La conscience est cette lumière immatérielle qui révèle à lui-même notre être intérieur, cette miraculeuse transparence à soi de notre présence.
Par ailleurs, toucher son moi le plus vrai, le plus profond, c'est accéder intuitivement, de façon parfaite, à l'universalité évidente de l'âme humaine. Je ne suis pas une singularité fermée. Ce qu'en esprit, je vis personnellement, quand bien même avec raison je jugerais qu'il s'agit d'un événement rarissime, est, en droit, accessible à tout esprit. Je puis donc être entendu.
Notre visage se ride, pas notre âme, pas notre moi essentiel. Notre être intérieur est éternellement naissant. Toute chose par essence, est commençante. C'est toujours la première fois. Il n'est d'autre lumière que celle de l'aube.
Dans le faux monde, on ne rencontre que des arcs de triomphe. Quand cet ersatz se fendille et tombe, d'un seul coup, comme une écorce, la vraie grandeur est atteinte : ne subsistent plus que les petites choses insignifiantes... Et toute la grandeur de Dieu flambe dans cette humilité !
Ce matin-là (le matin de l'éveil), tous les géants furent balayés, il ne resta que les nains, il ne resta que les petites choses. Ce matin-là, l'orgueil fut dévasté ! l'orgueil est bruyant, j'éprouvais l'impression de respirer l'extase muette d'une averse de neige. Je me dis que j'étais de retour à la maison.
L'éveil est l'accession à la réalité infinie de l'âme... L'éveil ne fait aucune différence de valeur entre le discours, même sain, droit, sur l'éveil et la pratique de la pêche à la ligne.
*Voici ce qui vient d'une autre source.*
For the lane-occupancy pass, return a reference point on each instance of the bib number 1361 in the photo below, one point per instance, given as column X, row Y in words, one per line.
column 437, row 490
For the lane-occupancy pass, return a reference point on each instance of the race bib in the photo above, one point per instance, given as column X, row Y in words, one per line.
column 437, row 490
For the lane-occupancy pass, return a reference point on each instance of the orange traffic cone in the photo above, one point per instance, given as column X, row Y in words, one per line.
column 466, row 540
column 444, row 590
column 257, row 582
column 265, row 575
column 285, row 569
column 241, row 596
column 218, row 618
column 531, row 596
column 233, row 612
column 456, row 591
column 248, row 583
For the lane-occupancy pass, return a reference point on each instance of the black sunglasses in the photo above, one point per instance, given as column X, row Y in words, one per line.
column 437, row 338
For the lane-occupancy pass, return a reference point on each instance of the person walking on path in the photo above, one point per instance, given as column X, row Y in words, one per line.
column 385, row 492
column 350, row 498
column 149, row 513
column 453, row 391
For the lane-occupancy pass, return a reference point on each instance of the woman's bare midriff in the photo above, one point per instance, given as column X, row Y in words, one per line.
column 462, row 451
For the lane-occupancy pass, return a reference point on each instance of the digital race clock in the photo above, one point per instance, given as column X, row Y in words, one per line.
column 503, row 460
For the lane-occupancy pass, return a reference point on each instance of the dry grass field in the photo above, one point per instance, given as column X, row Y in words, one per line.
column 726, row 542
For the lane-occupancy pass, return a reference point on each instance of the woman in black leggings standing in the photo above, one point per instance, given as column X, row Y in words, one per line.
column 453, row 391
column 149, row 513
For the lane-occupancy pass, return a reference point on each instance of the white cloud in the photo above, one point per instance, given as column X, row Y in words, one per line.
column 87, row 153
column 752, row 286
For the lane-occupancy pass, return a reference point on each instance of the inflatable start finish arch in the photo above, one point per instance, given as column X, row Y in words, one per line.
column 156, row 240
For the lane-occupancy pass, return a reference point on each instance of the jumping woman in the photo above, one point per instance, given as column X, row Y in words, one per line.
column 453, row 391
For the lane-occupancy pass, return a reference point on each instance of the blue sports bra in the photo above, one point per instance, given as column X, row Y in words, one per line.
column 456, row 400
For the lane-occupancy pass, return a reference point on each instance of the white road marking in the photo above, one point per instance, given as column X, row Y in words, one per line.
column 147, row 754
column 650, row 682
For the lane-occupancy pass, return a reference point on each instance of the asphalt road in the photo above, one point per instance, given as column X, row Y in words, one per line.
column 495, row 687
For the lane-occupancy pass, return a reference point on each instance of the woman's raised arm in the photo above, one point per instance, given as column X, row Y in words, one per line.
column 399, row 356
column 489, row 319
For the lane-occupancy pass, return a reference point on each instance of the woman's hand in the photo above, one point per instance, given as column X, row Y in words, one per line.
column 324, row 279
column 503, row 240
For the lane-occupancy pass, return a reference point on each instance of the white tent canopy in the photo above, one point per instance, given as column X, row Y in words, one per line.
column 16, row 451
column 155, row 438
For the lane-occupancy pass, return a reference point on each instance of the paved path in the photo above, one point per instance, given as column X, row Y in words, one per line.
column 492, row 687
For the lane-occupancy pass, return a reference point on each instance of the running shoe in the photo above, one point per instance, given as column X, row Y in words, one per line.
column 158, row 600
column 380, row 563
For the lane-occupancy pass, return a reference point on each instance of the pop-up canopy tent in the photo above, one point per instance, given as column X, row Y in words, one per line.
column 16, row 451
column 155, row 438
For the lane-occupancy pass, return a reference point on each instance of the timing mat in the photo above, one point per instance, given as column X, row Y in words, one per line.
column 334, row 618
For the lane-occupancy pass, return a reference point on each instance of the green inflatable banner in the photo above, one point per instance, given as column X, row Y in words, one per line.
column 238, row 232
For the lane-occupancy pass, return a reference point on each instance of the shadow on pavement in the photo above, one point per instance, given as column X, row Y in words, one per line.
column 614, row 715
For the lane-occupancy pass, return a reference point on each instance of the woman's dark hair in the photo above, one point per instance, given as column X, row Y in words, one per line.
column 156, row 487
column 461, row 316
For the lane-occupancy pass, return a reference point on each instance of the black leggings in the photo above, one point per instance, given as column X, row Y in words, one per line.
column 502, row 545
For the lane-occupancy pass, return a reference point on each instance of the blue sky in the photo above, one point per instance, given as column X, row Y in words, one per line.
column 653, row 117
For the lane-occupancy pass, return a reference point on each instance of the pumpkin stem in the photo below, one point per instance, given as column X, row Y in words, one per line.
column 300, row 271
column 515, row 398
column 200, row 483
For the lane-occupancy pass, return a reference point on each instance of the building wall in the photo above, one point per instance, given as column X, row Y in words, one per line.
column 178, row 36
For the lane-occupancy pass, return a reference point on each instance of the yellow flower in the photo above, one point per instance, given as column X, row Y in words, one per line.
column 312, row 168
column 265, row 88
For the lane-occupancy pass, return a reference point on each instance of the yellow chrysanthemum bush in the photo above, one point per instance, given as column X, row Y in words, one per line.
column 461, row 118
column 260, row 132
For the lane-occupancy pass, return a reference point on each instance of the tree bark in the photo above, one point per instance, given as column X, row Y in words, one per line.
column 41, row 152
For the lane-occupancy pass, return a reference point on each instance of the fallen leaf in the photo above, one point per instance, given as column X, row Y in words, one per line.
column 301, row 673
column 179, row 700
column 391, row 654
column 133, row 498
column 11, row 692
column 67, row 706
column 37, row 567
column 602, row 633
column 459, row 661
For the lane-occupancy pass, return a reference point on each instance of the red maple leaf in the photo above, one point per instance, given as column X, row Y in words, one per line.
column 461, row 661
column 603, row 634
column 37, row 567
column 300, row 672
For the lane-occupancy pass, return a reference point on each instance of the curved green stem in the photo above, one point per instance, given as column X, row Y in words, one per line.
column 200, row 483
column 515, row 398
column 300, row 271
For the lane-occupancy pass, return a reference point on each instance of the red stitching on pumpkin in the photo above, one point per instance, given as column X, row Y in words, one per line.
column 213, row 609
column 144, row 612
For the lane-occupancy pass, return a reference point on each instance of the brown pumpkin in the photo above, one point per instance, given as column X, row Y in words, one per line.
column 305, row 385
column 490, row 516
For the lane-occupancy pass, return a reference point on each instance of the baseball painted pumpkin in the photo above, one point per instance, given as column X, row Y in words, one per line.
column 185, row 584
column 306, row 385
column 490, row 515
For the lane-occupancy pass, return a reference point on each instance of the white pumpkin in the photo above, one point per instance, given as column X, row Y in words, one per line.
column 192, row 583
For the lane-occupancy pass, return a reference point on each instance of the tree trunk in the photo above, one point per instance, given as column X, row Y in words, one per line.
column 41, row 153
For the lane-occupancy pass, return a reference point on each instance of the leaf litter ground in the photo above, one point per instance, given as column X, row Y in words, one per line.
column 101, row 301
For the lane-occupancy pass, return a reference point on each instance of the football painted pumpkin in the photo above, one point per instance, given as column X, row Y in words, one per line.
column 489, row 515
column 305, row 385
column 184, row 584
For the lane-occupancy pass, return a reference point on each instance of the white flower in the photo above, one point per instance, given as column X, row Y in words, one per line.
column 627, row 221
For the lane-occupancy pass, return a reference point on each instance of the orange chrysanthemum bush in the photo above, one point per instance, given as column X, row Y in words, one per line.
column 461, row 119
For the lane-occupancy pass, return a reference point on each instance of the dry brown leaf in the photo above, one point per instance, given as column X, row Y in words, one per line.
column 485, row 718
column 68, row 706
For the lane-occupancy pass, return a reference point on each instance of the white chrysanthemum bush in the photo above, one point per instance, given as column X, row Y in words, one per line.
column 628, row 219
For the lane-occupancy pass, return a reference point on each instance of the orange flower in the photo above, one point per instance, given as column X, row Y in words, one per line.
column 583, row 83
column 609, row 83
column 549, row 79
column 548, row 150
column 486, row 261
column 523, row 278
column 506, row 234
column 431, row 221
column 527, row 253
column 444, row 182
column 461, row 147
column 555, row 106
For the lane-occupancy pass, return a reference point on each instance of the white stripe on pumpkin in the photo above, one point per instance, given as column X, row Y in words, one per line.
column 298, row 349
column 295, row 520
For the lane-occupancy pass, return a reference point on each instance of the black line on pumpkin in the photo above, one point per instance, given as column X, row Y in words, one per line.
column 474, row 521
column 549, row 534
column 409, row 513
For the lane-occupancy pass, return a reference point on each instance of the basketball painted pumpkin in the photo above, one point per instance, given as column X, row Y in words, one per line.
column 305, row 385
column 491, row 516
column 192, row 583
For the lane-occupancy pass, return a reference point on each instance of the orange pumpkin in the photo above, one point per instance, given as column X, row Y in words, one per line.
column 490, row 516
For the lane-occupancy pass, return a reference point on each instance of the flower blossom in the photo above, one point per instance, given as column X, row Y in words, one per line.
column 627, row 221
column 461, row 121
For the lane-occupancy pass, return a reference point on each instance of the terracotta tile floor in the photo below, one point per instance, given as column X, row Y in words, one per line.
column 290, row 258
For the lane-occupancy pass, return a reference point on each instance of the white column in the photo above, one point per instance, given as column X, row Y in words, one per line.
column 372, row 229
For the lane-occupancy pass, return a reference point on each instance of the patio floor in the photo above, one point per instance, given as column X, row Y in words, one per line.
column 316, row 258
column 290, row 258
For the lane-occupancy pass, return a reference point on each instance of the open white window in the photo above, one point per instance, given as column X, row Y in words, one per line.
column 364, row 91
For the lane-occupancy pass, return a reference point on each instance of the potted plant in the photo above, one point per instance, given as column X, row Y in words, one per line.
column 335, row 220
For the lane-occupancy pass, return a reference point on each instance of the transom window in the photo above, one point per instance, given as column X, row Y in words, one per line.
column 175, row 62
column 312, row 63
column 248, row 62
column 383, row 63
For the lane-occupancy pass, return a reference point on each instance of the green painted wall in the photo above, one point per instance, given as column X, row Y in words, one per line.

L'éveil se fiche éperdument de la forme de nos actions et, je vais vous scandaliser, de leur valeur morale.
Je suis en train de naître... Adieu les rôles et les engageantes situations. Adieu les choses concernantes, les obligations. Si je suis père, compagnon ou ami, je suis avant tout libre, libre, absolument libre de n'être rien, rien, absolument rien. Conscience seulement ! Mon seul devoir est d'être, rien que d'être. Et en plus j'ai le droit de jouer.
Les regards sont sans importance. De toute façon, ces regards ne me voient pas. Il y a ce qui est. Ce qui est, est. Il n'y a pas quelque chose observant ce qui est : ce quelque chose n'a simplement pas d'existence.
Je suis tombé éperdument amoureux de l'anonymat. Être rien et non référencé, non catalogué. Dire pour la joie de dire, être pour être, rien d'autre... Je suis et en mon sein une histoire est contée.
Qu'est-ce que l'éveil ? C'est éprouver toujours - moi, personnellement, à l'instant - dans l'ébullition éruptive du mouvement de vie, qu'il n'y a que de la lumière et de l'amour. "Âme agréante et agréée" dit la tradition persane."

 

Stephen Jourdain

Voyage au centre de soi (Éditions Accarias - L'Originel-2000).

 

http://famille.delaye.pagesperso-orange.fr/Sagesse/jourdain.html

 

Stephen Jourdain: " Et toute la grandeur de Dieu flambe dans cette humilité !"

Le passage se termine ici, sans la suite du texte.